Nitric oxide (NO) plays an important role in healthy cardiac physiology, from the regulation of vascular tone and immune system to the contractility of cardiomyocytes. NO plays a double-edge role in cardiac I/R injury, whereby both too little NO and too much NO can contribute to I/R injury (Sharp et al., 2002). Nitric oxide is generated by dimers of NO synthase (NOS), converting L-arginine and NADPH into L-citruline and NO. In 2008, Moens et al (2008) reported on an almost curing of cardiac infarction through the application of folic acid (FA). FA pre-treatment almost abolished the infarct following 30 min ischemia and reperfusion in both in vivo and ex vivo preclinical rat models. High-dose FA is supposed to increase the critical cofactor tetrahydrabiopterin (BH4) that is needed to maintain dimerization of the NOS to properly generate NO. Possible damaging effects of NOS during I/R are related to the breakdown of NOS dimers into monomers, followed then by ROS production of the monomers. We were able to reproduce these protective effects of FA in an isolated mouse heart model, or an in vivo rat model, employing 25 min of ischemia (Zuurbier et al., 2014). However, when ischemia duration was extended to a 35 min ischemia duration in the isolated mouse heart, all protection by FA was lost. The inability of FA to offer protection with longer ischemia probably relates to irreversible oxidation of BH4 after a 30 min ischemia duration (Dumitrescu et al., 2007) and the irreversible breakdown of NADP(H) due to CD38 activation with longer ischemia (Reyes et al., 2015). Therefore, it seems that activation of endothelial NOS (eNOS) activity can only protect against shorter, but not extended, durations of ischemia, due to the critical loss of cofactors and cosubstrates of eNOS during the initial phase of ischemia.

Targeting the mPTP

It is currently believed that many cardioprotective interventions share as end-effector the mitochondria, and particularly the prevention of the opening of a non-specific pore in the inner mitochondrial membrane, the mitochondrial permeability transition pore (mPTP) (Halestrap and Richardson, 2015; Heusch, 2015). Although the precise molecular structure of this mPTP is still uncertain, the FoF1 ATP synthase, the adenine nucleotide translocase (ANT), and the phosphate carrier (PiC) are supposed to be part of the pore, with cyclophilin D (CypD) as an important regulator (Halestrap and Richardson, 2015). Hexokinase II and creatine kinase also function as important regulators of the pore within the heart (Nederlof et al., 2014; Zuurbier et al., 2020) . Following the first discovery of the importance of the mPTP in mediating cardiac I/R injury, using cyclosporine A treatment to inhibit CypD (Griffiths and Halestrap, 1993), most published experimental studies were able to confirm this finding. However, some studies soon appeared showing that mPTP inhibition through targeting of CypD does not always offer protection, or even result in increased cardiac I/R injury. For example, increased infarct size following 30 min of ischemia was observed in isolated mouse hearts with ablation of CypD. Only when ischemia duration was prolonged to 60 min did CypD ablation caused reduced infarct size (Ruiz-Meana et al., 2011). A possible explanation for the loss of protection by CypD ablation at shorter ischemia duration, may be related to the fact that at shorter ischemia durations the cell death occurring is mostly determined by a sarcolemmal disruptive mechanism that is independent on mPTP opening. Following reperfusion after a short ischemia duration, the mitochondria can still quickly regenerate ATP, thereby fueling the highly Ca²⁺-induced activated contractile machinery that then start rupturing the membrane (Garcia-Dorado et al., 2006). In another study CypD deletion protected against a 30-45 min ischemia duration, but not against 60-90 min ischemia in an in vivo model of cardiac I/R (Ikeda et al., 2021). The infarct size developed from a 60-90 min ischemia duration was still reduced with deletion of the C-C chemokine receptor 2 (CCR2), showing that protection at these longer ischemic periods could still be attained through reduction of the inflammatory component of I/R. 

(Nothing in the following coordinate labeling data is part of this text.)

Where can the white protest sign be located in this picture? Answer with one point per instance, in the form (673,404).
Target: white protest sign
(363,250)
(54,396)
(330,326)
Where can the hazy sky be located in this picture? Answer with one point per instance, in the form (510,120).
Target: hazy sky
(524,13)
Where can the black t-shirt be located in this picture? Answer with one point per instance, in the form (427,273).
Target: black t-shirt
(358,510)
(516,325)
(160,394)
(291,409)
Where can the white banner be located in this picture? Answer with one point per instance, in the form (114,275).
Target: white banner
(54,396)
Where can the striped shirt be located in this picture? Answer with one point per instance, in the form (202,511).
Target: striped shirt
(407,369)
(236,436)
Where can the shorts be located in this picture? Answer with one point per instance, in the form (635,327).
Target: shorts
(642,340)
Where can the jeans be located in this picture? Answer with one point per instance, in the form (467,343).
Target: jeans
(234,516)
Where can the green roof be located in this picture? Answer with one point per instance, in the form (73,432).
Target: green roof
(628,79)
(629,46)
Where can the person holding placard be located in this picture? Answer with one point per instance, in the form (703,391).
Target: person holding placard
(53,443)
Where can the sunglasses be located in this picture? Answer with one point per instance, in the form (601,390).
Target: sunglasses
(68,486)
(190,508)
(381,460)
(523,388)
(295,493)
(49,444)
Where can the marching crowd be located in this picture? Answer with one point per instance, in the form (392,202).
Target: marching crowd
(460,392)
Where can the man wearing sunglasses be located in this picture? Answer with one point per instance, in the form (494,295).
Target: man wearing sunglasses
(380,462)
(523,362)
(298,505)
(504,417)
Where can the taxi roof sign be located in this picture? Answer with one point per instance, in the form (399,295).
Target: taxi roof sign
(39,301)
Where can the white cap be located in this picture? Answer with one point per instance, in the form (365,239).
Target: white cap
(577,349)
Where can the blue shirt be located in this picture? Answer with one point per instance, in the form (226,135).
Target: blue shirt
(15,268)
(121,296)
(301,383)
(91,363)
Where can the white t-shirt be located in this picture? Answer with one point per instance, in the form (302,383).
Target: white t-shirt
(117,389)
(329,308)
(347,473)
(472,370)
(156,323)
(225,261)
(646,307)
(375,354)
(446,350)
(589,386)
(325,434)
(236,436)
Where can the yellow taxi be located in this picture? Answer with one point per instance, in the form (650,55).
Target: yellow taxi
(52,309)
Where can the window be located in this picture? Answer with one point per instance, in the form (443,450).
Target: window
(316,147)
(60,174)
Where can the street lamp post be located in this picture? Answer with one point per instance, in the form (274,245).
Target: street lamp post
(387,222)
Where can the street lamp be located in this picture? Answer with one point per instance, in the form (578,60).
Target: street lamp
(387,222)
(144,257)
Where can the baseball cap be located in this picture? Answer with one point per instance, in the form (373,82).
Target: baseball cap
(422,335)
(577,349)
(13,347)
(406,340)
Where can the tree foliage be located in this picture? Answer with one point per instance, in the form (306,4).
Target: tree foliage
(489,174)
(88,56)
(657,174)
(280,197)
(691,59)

     In summary, although mPTP inhibition is most often associated with protection against cardiac I/R injury, infarct size reduction is not always observed with increased resistance of mPTP to opening. One important factor that seems to disturb this relation between mPTP sensitivity and infarct size appears to be the duration or severity of the ischemic insult, such that at shorter ischemic durations (< 30 min) the inhibition of the mPTP does not provide cardioprotection.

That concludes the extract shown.